Are you playing big enough?

In today’s post, I’m going to get super real. I see so many women who are frustrated with love and dating for one simple reason: They have no idea what they really want.

A lot of women I know get stuck here. They’ve never really thought much about it, or they think they know, but it turns out to be something they feel like they should want.

I was talking to a wonderful client the other day who told me that she wanted marriage and children, but she also wants to run away to Europe. Meanwhile, she keeps dating guys who try to get her in bed by the end of the third date and exit stage left. This is a classic recipe for staying stuck.

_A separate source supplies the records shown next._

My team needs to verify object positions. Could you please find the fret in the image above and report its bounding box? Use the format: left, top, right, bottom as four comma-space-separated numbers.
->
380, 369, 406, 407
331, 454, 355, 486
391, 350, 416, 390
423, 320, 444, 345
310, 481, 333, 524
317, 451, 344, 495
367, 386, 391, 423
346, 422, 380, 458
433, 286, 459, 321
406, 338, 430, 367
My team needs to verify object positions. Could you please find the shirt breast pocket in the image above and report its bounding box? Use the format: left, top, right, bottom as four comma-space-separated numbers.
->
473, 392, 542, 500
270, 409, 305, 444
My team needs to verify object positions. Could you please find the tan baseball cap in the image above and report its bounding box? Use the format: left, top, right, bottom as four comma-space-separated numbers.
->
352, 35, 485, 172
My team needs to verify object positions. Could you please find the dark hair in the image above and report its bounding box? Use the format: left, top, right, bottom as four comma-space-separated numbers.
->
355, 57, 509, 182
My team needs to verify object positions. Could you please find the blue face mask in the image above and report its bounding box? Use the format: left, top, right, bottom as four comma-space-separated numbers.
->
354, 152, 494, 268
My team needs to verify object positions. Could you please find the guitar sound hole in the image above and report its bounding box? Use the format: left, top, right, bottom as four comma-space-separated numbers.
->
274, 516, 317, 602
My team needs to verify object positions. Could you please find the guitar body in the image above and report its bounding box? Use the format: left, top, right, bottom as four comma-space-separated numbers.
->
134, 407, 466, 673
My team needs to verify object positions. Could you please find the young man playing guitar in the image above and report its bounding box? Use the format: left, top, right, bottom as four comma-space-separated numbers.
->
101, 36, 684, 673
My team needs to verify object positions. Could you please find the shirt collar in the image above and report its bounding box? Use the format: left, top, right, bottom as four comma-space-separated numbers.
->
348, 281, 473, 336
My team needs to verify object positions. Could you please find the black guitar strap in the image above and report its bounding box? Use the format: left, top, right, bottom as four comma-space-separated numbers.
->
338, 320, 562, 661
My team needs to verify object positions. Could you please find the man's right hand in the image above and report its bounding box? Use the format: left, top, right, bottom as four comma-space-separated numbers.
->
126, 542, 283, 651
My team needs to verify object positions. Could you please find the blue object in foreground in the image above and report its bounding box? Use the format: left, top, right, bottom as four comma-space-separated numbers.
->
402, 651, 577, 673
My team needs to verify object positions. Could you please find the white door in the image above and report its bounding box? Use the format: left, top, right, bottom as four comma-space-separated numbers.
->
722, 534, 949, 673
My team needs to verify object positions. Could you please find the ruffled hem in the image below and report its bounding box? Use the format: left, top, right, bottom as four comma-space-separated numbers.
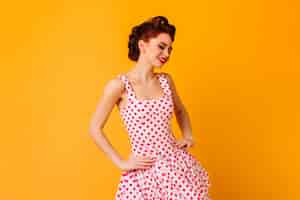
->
115, 149, 211, 200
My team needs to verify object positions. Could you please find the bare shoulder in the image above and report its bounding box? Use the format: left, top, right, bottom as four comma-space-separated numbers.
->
104, 77, 125, 95
160, 72, 174, 87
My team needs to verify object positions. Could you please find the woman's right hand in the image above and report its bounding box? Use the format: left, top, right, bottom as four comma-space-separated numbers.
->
120, 154, 156, 171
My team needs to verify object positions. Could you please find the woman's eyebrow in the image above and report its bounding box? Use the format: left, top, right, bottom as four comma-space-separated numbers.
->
161, 42, 173, 49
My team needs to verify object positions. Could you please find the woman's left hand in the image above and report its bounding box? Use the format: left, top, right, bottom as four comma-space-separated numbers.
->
176, 138, 195, 149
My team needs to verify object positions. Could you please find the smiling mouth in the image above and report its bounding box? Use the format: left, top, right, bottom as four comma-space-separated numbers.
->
159, 58, 167, 63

I also hear from women who want to date a lot. Alpha males, guys about town, hot guys, rich guys. All at once. Why? She’s not sure, but it sounds really fun. She read about it in a blog post and wants to have men longing for her en masse.

Then she’s upset the next week because instead of pursuing her, Mr. Man About Town is dating three other women. Meanwhile, she’s dating four other guys. Maybe. Depending on how you define dating.

What do you want? Own it. If you want to date a bunch of guys at once, that’s fine, but realize that they’re dating other women as well. That’s how these things work. If you want monogamy, you can have it, but it doesn’t go both ways. Pick one. If you don’t like it, you can change your mind. Just pick one for now and try it on.

If you want to travel the world and have a fabulous adventure, that’s great. That’s absolutely what you should do. Realize that as a woman, your biological clock will keep ticking, so make peace with it and pack your bags. Or don’t. Make a decision though, and when you do, own it.

You absolutely must decide what you want before you will have any chance at all of happiness. Get to the bottom of it. Allow yourself to think about it. Sift out the essence of what you really want from everyone else’s expectations and from what you think you should want.

Do you really want a baby or are all your friends having them? Have you always thought that you should have a baby? The same thing goes for marriage, grad school, dating every guy in your city, just fill in the blank.

I find that men are generally better at knowing what they want than women are, so watch the guys in your life for great clues. Watch how confident they are in the rightness of their wishes, how unapologetic they are about wanting whatever it is that they want and going for it full force. Then do the same.

Allow yourself to get to the very essence of the life you want to have and then own it. Do this without shame, apology or worrying about how it makes you look. Once you decide what you want, you’ll know where you’re heading and have a much better shot at getting there.